Consumers began taking charge of their credit last year, and the charts are reflecting it. Recent data shows that U.S. proprietary Insurance Risk Index continues to decline, and may in fact be at an all-time low. Translated in layman’s terms, the average U.S. consumer is pursuing better debt management.

“In our studies we’ve noticed a trend over the last two years, where consumers have made concerted efforts to pay their credit card obligations on time and reduce their debt,” said a www.Credit-Land.com analyst.

American Debt Management has come to the same conclusions, “more people are staying out of debt, and trying to make more than the minimum balance. People enjoy not being a slave to debt,” said Barbara Starke of American Debt Management.

TransUnion’s Insurance Risk Index for Quarter 4 2010 stands at 99.13, which is three points lower than Quarter 3 2010, and 18 points lower than 2009′s Quarter 4. Over the past two years the vast majority states have experienced a decrease in the Insurance Risk Index.

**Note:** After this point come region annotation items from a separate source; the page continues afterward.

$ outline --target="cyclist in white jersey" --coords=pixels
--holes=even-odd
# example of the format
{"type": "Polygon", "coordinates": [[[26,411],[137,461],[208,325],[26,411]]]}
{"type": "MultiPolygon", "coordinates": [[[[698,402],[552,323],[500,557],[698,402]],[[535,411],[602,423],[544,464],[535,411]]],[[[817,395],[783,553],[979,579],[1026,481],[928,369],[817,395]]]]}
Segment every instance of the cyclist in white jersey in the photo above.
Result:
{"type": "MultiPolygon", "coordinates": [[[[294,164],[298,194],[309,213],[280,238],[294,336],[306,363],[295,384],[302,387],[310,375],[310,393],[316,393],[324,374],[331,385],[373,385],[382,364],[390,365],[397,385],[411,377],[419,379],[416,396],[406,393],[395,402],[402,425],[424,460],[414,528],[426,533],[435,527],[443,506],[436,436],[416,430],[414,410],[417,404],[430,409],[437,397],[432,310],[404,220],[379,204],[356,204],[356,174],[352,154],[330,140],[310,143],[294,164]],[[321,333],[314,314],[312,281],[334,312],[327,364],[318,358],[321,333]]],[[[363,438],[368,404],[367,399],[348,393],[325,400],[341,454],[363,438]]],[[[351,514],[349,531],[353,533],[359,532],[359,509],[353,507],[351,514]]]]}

The index is determined by consumers’ effort to pay their credit obligations on time and reducing debt. These factors combined together are very important in determining insurance risk scores. The lower the index, the more consumers have been actively trying and succeeding in reducing their debt. The length and stability of responsible credit payments causes the insurance risk models decline. But analysts worry that this data reflects only part of the trend, as it may seem that 2011′s time low Insurance Risk Index may rise fairly soon.

Because consumers felt comfortable with their credit and debt management last year, bigger purchases such as cars and furniture were very common. General Motor car purchases rose 21 percent during the fourth quarter last year. Car purchases are reflected on credit reports as installment credits. Installments credits are starting to appear on more consumer credit reports, along with rising levels of debt.

“With increased activity and levels of installment debt, more consumers may potentially have lower insurance risk scores, adversely impacting the IRI,” said TransUnion’s Geoff Hakel in a press release, group vice president of TransUnion’s insurance business unit, don’t know if they are a competitor.” The stable and relatively low loss ratios insurance providers have experienced over the past several years may be coming to an end. This may be an excellent time for insurers to re-examine their portfolios and prepare now to effectively mitigate any risks associated with higher replacement costs associated with damaged property and autos,” he said.